Emerging stocks fell for the first time in six days, led by commodity producers, as data from the U.S. to China and Japan came in below economists’ estimates.
Hyundai Motor Co. (005380), South Korea’s biggest automaker, retreated the most in more than a week in Seoul, while the won slid versus the dollar as worsening relations with North Korea heightened the risk of conflict. Sterlite Industries (India) Ltd., the nation’s biggest copper producer, tumbled 4.5 percent after it was ordered to close a smelter. Brazil’s Bovespa index fell as PDG Realty SA Empreendimentos & Participacoes slumped.
The MSCI Emerging Markets Index slid 0.4 percent to 1,031.15, after rallying 1.9 percent last week. Stocks fell as data showed manufacturing in the U.S. expanded less than forecast in March, while the Bank of Japan’s Tankan index of confidence among large manufacturers improved less than estimated. South Korean exports grew less than economists anticipated and a pickup in China’s output trailed projections.
“Global economic reports are reflecting the fact that the glass is not half empty, not half full,” Bruce McCain, who helps oversee more than $20 billion as chief investment strategist at the private-banking unit of KeyCorp in Cleveland, said in a phone interview. “There’s no area in the world that is able to achieve the breakout that could drive enthusiasm in the market right now.”
Eight out of 10 groups in the MSCI Emerging Markets Index retreated today. The broader gauge has slipped 2.3 percent this year, trailing a 6.7 percent gain in the MSCI World Index of developed-country stocks. The emerging-markets measure trades at 10.8 times 12-month projected profit, compared with the MSCI World’s 14.2 valuation, according to data compiled by Bloomberg.
The iShares MSCI Emerging Markets exchange-traded fund, the ETF tracking developing-nation shares, fell 1.1 percent to $42.31, after rallying 1.9 percent last week. The Chicago Board Options Exchange prices on the fund and expectations of price swings, advanced 8.7 percent to 18.18.
The Bovespa fell for the first time in four trading days as economists covering Brazil raised their 2014 inflation forecasts. Homebuilder PDG Realty, dropped 1.9 percent, leading consumer stocks lower.
Brazilian equities are handing investors the worst returns in Latin America as companies post the longest streak of earnings misses in six years. Forty-two (IBOV) of the Bovespa index’s 64 members trailed analysts’ earnings estimates in the fourth quarter, according to data compiled by Bloomberg. It was the fifth straight period that more than 50 percent the companies included in the benchmark fell short of projections, the longest string of disappointments since 2007.

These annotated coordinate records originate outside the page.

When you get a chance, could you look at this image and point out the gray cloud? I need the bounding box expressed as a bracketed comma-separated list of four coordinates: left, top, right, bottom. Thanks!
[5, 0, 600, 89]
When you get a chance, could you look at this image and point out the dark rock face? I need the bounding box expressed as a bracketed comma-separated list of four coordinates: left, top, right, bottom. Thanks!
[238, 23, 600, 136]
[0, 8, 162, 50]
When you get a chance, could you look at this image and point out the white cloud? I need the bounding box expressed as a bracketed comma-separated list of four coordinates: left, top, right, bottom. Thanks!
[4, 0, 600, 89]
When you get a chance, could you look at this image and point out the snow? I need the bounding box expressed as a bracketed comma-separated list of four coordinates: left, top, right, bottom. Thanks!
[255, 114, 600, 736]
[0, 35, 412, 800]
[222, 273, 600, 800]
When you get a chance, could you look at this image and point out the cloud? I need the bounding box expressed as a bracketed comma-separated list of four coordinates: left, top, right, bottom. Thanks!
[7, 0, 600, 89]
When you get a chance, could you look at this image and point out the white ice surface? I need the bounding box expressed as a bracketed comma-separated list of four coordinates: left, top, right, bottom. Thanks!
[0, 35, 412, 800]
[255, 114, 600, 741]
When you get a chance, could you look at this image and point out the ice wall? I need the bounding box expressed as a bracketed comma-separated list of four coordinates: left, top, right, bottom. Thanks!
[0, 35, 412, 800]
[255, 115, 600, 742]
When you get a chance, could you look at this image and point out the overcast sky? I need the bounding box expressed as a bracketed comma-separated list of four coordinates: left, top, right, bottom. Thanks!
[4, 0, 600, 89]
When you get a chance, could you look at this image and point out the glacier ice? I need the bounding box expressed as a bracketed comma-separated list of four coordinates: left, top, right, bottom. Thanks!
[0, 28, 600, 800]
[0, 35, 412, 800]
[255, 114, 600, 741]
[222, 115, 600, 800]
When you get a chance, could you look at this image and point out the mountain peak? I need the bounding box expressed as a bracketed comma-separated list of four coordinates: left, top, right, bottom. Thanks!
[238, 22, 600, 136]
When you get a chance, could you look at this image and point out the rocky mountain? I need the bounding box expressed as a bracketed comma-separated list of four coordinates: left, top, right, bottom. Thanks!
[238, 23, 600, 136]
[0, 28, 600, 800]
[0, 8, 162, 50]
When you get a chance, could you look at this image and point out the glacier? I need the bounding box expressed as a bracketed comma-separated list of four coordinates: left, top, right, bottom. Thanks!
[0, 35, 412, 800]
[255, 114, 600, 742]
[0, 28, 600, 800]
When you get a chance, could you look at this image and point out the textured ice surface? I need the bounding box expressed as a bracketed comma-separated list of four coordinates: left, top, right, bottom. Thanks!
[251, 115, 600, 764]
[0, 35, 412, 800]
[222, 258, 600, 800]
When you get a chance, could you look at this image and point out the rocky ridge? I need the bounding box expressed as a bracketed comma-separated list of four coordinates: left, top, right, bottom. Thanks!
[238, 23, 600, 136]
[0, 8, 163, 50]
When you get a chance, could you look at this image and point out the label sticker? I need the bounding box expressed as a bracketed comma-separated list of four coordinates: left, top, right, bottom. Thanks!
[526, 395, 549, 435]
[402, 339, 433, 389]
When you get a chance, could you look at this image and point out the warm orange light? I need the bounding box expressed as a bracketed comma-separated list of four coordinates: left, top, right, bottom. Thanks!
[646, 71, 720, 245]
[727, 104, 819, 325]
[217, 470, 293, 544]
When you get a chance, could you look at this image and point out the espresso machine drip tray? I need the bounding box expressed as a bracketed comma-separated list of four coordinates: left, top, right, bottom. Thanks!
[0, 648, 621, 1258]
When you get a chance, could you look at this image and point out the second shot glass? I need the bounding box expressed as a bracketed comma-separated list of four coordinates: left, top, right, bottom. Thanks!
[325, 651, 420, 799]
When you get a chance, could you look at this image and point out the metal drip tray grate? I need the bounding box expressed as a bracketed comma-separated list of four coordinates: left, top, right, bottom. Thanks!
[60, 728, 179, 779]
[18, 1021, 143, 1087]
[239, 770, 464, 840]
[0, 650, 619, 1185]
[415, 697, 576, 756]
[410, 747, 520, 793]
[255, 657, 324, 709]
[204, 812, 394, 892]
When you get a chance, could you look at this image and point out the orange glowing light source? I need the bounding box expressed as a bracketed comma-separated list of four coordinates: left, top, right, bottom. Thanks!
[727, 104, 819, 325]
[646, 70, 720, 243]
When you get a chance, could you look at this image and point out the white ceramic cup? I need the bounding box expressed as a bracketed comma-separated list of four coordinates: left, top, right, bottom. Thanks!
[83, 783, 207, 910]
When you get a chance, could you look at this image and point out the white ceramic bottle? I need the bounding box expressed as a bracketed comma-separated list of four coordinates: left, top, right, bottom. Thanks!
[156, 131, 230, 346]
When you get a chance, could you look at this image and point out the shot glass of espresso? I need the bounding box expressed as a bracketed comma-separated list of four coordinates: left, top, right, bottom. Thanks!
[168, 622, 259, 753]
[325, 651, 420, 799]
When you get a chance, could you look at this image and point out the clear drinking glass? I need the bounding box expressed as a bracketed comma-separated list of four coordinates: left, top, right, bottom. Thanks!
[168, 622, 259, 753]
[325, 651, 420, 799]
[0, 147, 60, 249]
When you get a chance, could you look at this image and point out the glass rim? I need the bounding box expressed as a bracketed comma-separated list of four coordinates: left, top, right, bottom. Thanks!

Russian shares fell for the first time in four days as crude sank, dulling the appeal of equities in the world’s largest energy exporter. OAO Rosneft and OAO Lukoil, Russia’s largest oil producers with a combined 20 percent weighting in the Micex, fell 0.9 percent and 1.3 percent, respectively.
South Korea’s Kospi Index dropped 0.4 percent, the first decline in the measure in six days. Hyundai Motor lost 0.9 percent, the most since March 21, while Samsung Electronics Co., the biggest stock on the MSCI emerging-markets index (MXEF), dropped 1 percent. The won weakened 0.3 percent to a one-week low.
North Korean leader Kim Jong Un called nuclear weapons development one of the nation’s top priorities yesterday, escalating tensions with the South that were reignited after North Korea detonated a nuclear device in February.
Indian equities climbed, rebounding from the first quarterly drop since 2011. Industrial stocks led the gain. Sterlite Industries tumbled to its lowest close since June 4.
Most Chinese stocks rose as gains by property developers and health-care companies offset economic data that missed estimates. The Shanghai Composite Index lost 0.1 percent.
The extra yield investors demand to own developing-nation dollar debt over U.S. Treasuries was unchanged at 308 basis points, according to the JPMorgan Chase & Co. EMBI Global Index.